= Tip-enhanced Raman spectroscopy =

Tip-enhanced Raman spectroscopy (TERS) is a variant of surface-enhanced Raman spectroscopy (SERS) that combines scanning probe microscopy with Raman spectroscopy. High spatial resolution chemical imaging is possible via TERS, with routine demonstrations of nanometer spatial resolution under ambient laboratory conditions, or better at ultralow temperatures and high pressure.

The maximum resolution achievable using an optical microscope, including Raman microscopes, is limited by the Abbe limit, which is approximately half the wavelength of the incident light. Furthermore, with SERS spectroscopy the signal obtained is the sum of a relatively large number of molecules. TERS overcomes these limitations as the Raman spectrum obtained originates primarily from the molecules within a few tens of nanometers of the tip.

Although the antennas' electric near-field distributions are commonly understood to determine the spatial resolution, recent experiments showing subnanometer-resolved optical images put this understanding into question. This is because such images enter a regime in which classical electrodynamical descriptions might no longer be applicable and quantum plasmonic and atomistic effects could become relevant.

== History ==
The earliest reports of tip enhanced Raman spectroscopy typically used a Raman microscope coupled with an atomic force microscope. Tip-enhanced Raman spectroscopy coupled with a scanning tunneling microscope (STM-TERS) has also become a reliable technique, since it utilizes the gap mode plasmon between the metallic probe and the metallic substrate.

== Equipment ==

Tip-enhanced Raman spectroscopy requires a confocal microscope, and a scanning probe microscope. The optical microscope is used to align the laser focal point with the tip coated with a SERS active metal. The three typical experimental configurations are bottom illumination, side illumination, and top illumination, depending on which direction the incident laser propagates towards the sample, with respect to the substrate. In the case of STM-TERS, only side and top illumination configurations can be applied, since the substrate is required to be conductive, therefore typically being non-transparent. In this case, the incident laser is usually linearly polarized and aligned parallel to the tip, in order to generate confined surface plasmon at the tip apex. The sample is moved rather than the tip so that the laser remains focused on the tip. The sample can be moved systematically to build up a series of tip enhanced Raman spectra from which a Raman map of the surface can be built allowing for surface heterogeneity to be assessed with up to 1.7 nm resolution. Subnanometer resolution has been demonstrated in certain cases allowing for submolecular features to be resolved.

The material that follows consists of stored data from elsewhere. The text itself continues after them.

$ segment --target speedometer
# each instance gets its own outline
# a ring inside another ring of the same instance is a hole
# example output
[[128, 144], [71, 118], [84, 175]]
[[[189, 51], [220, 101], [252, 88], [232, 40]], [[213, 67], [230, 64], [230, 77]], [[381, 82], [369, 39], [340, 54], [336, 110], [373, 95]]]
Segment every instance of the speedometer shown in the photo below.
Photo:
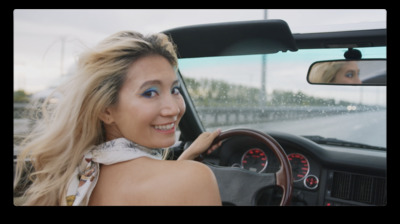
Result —
[[290, 165], [292, 166], [293, 181], [303, 180], [310, 172], [310, 164], [305, 156], [299, 153], [288, 155]]
[[267, 168], [268, 158], [265, 152], [259, 148], [252, 148], [242, 156], [242, 168], [260, 173]]

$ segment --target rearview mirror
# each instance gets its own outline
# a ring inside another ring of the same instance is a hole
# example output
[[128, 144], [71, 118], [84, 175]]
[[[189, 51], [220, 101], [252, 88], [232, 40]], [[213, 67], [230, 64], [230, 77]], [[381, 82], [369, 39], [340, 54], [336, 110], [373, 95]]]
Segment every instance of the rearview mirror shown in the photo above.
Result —
[[311, 84], [386, 85], [386, 59], [314, 62], [308, 69]]

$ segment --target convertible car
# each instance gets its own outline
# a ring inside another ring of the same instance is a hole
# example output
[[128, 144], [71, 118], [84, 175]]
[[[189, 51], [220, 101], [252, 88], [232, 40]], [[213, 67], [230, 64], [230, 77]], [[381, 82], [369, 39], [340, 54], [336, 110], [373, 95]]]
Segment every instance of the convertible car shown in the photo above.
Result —
[[165, 33], [187, 106], [174, 157], [220, 128], [222, 146], [199, 160], [223, 205], [387, 204], [386, 28], [292, 33], [261, 20]]
[[186, 102], [169, 159], [220, 128], [222, 145], [198, 160], [223, 205], [387, 205], [386, 28], [292, 33], [260, 20], [164, 33]]

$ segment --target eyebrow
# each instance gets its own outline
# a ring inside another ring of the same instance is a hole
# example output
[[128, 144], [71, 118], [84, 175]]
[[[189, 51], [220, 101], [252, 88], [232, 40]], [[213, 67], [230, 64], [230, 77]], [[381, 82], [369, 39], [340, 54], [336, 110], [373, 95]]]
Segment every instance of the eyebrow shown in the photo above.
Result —
[[346, 70], [346, 72], [354, 72], [356, 74], [359, 74], [360, 73], [360, 69], [348, 69], [348, 70]]
[[[176, 85], [176, 84], [178, 84], [178, 83], [179, 83], [179, 80], [176, 79], [176, 80], [174, 80], [174, 81], [172, 82], [171, 86], [174, 86], [174, 85]], [[143, 89], [143, 88], [146, 87], [146, 86], [152, 86], [152, 85], [162, 85], [162, 82], [161, 82], [160, 80], [149, 80], [149, 81], [144, 82], [144, 83], [139, 87], [139, 89]]]

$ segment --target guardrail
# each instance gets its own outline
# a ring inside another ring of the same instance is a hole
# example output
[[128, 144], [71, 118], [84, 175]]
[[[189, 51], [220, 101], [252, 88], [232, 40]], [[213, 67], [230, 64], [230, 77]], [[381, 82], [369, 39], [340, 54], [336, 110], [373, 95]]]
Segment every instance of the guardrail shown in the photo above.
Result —
[[265, 108], [199, 107], [197, 112], [207, 127], [294, 120], [379, 110], [376, 106], [274, 106]]
[[[29, 104], [14, 103], [14, 119], [26, 117]], [[197, 112], [206, 126], [304, 119], [363, 111], [379, 110], [377, 106], [271, 106], [271, 107], [198, 107]]]
[[[29, 104], [14, 103], [14, 148], [25, 138], [35, 121], [28, 117]], [[264, 123], [279, 120], [306, 119], [312, 117], [344, 115], [364, 111], [376, 111], [377, 106], [274, 106], [265, 108], [198, 107], [196, 108], [206, 127]]]
[[14, 119], [23, 118], [27, 106], [26, 103], [14, 103]]

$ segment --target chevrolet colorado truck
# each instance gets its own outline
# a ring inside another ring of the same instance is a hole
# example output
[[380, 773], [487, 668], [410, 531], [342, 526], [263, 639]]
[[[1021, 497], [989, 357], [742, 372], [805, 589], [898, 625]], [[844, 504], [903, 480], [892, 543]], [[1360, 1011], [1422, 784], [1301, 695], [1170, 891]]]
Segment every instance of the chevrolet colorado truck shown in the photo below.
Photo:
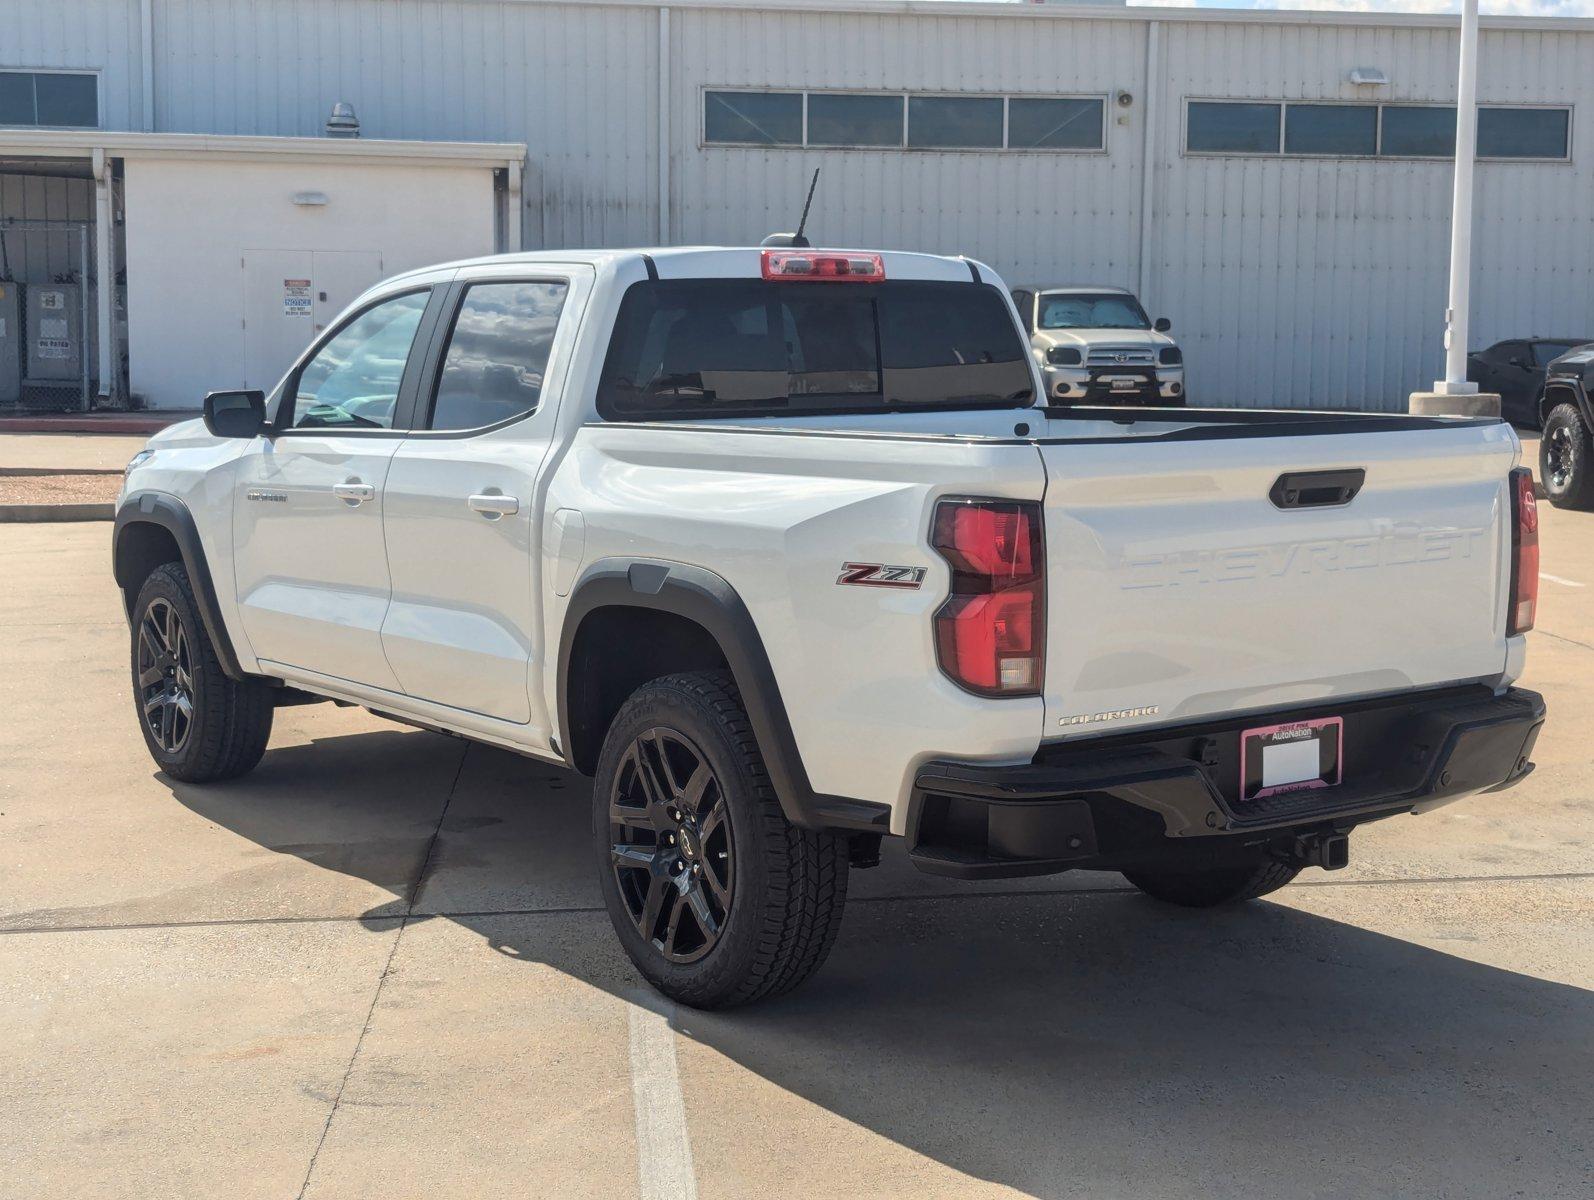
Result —
[[401, 275], [130, 464], [145, 741], [225, 780], [333, 700], [589, 775], [615, 931], [704, 1007], [812, 974], [884, 837], [1207, 906], [1530, 770], [1510, 426], [1042, 396], [966, 259]]
[[1018, 318], [1052, 404], [1188, 403], [1184, 351], [1166, 317], [1115, 287], [1018, 287]]

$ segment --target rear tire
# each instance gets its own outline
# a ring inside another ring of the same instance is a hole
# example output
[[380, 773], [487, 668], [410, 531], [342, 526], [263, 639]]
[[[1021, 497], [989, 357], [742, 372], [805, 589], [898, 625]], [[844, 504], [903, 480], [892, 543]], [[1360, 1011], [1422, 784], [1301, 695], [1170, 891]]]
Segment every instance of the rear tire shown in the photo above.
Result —
[[134, 710], [156, 765], [184, 783], [250, 771], [271, 737], [272, 689], [222, 671], [181, 563], [144, 580], [132, 634]]
[[1545, 418], [1539, 483], [1556, 508], [1594, 509], [1594, 445], [1575, 404], [1557, 404]]
[[1299, 867], [1264, 862], [1249, 867], [1198, 871], [1125, 871], [1124, 878], [1153, 900], [1181, 908], [1216, 908], [1276, 892], [1300, 874]]
[[847, 840], [786, 819], [725, 671], [632, 694], [593, 781], [604, 905], [649, 983], [694, 1008], [790, 991], [825, 961]]

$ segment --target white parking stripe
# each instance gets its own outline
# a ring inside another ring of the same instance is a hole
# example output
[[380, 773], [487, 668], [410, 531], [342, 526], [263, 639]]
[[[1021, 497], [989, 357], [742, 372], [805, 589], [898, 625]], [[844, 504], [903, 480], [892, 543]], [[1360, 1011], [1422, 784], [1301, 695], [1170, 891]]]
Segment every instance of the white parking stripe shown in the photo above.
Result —
[[1562, 579], [1559, 575], [1551, 575], [1548, 571], [1540, 571], [1539, 572], [1539, 578], [1540, 579], [1548, 579], [1551, 583], [1559, 583], [1563, 587], [1582, 587], [1583, 586], [1581, 583], [1579, 583], [1575, 579]]
[[670, 1027], [675, 1006], [656, 992], [635, 992], [628, 999], [637, 1191], [642, 1200], [697, 1200], [675, 1030]]

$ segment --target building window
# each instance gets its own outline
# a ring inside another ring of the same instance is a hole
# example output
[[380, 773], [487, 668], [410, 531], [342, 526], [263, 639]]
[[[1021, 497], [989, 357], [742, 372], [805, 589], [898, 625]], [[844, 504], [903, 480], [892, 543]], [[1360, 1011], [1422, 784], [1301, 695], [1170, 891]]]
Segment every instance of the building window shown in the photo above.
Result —
[[1106, 108], [1101, 96], [712, 89], [703, 93], [703, 142], [711, 146], [1100, 152], [1107, 148]]
[[1007, 102], [1007, 144], [1013, 150], [1100, 150], [1100, 100], [1014, 96]]
[[[1453, 105], [1191, 100], [1185, 107], [1187, 154], [1453, 158], [1456, 153]], [[1571, 128], [1570, 108], [1482, 106], [1478, 157], [1565, 162]]]
[[1277, 154], [1282, 107], [1192, 100], [1185, 117], [1185, 148], [1194, 154]]
[[913, 96], [908, 145], [924, 150], [1000, 150], [1000, 96]]
[[1456, 153], [1456, 110], [1438, 105], [1384, 105], [1379, 149], [1390, 158], [1451, 158]]
[[78, 71], [0, 71], [0, 125], [96, 129], [100, 80]]
[[744, 146], [801, 146], [801, 92], [705, 92], [703, 140]]
[[1572, 114], [1565, 108], [1481, 108], [1479, 158], [1566, 158]]
[[811, 92], [810, 146], [902, 145], [902, 97]]
[[1376, 104], [1290, 104], [1284, 113], [1285, 154], [1367, 157], [1378, 153]]

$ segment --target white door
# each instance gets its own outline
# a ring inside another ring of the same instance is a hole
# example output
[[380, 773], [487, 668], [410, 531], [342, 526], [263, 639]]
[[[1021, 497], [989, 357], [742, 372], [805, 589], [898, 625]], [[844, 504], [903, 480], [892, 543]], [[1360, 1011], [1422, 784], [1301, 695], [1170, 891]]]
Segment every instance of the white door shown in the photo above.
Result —
[[234, 571], [260, 659], [399, 690], [382, 653], [383, 486], [429, 298], [390, 297], [345, 324], [289, 379], [282, 428], [239, 460]]
[[310, 279], [320, 333], [361, 292], [382, 281], [382, 256], [375, 250], [317, 250]]
[[315, 336], [308, 250], [245, 250], [242, 386], [269, 392]]
[[382, 279], [375, 250], [245, 250], [244, 387], [270, 391], [318, 334]]
[[466, 286], [387, 482], [382, 645], [405, 692], [528, 725], [543, 744], [538, 479], [588, 286], [557, 274]]

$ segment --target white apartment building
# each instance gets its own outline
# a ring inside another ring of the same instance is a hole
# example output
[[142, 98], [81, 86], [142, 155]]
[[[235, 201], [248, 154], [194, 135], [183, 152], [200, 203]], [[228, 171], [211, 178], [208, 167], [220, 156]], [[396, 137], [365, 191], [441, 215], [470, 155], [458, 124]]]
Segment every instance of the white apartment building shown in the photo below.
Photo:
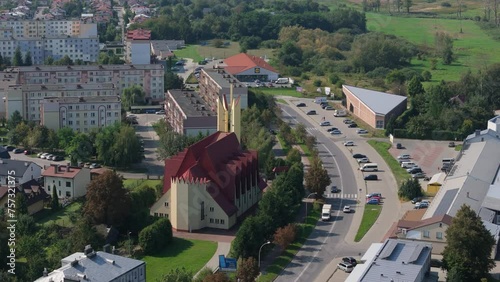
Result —
[[151, 31], [136, 29], [127, 32], [125, 38], [125, 60], [130, 64], [151, 62]]
[[17, 84], [20, 85], [113, 83], [115, 96], [121, 96], [125, 88], [139, 85], [146, 93], [147, 102], [162, 102], [165, 100], [163, 90], [165, 72], [160, 64], [30, 66], [9, 68], [5, 72], [18, 74]]
[[[62, 82], [61, 84], [47, 85], [37, 85], [31, 83], [14, 85], [9, 87], [7, 90], [6, 114], [10, 117], [14, 111], [19, 111], [25, 120], [40, 123], [42, 121], [41, 105], [45, 98], [78, 99], [82, 97], [88, 99], [90, 97], [103, 96], [117, 98], [116, 91], [112, 83], [75, 84], [67, 81], [66, 84]], [[52, 106], [48, 106], [48, 108], [52, 109]], [[90, 106], [89, 110], [91, 110]], [[66, 118], [66, 116], [64, 117]], [[66, 122], [68, 121], [69, 120], [66, 120]]]
[[17, 48], [23, 58], [31, 53], [33, 64], [52, 57], [96, 62], [99, 57], [97, 24], [79, 20], [10, 20], [0, 23], [0, 54], [12, 58]]
[[121, 121], [117, 96], [45, 98], [40, 107], [40, 123], [49, 129], [70, 127], [77, 132]]

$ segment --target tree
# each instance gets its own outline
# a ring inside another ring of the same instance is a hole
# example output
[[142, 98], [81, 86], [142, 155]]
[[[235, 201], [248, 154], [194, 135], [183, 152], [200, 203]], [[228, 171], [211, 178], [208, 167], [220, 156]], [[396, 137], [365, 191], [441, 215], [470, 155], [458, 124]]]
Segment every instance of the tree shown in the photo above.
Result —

A fiber-in-fiber-out near-field scanning optical microscopy (NSOM) probe design for lens-free TERS measurement.

In 2019, Yan group and Liu group at University of California, Riverside developed a lens-free nanofocusing technique, which concentrates the incident light from a tapered optical fiber to the tip apex of a metallic nanowire and collects the Raman signal through the same optical fiber. Fiber-in-fiber-out NSOM-TERS has been developed.

== Applications ==

Several research have used TERS to image single atoms and the internal structure of the molecules. In 2019, the Ara Apkarian group at the Center for Chemistry at the Space-Time Limit, University of California, Irvine imaged vibrational normal modes of single porphyrin molecules using TERS. TERS-based DNA sequencing has also been demonstrated.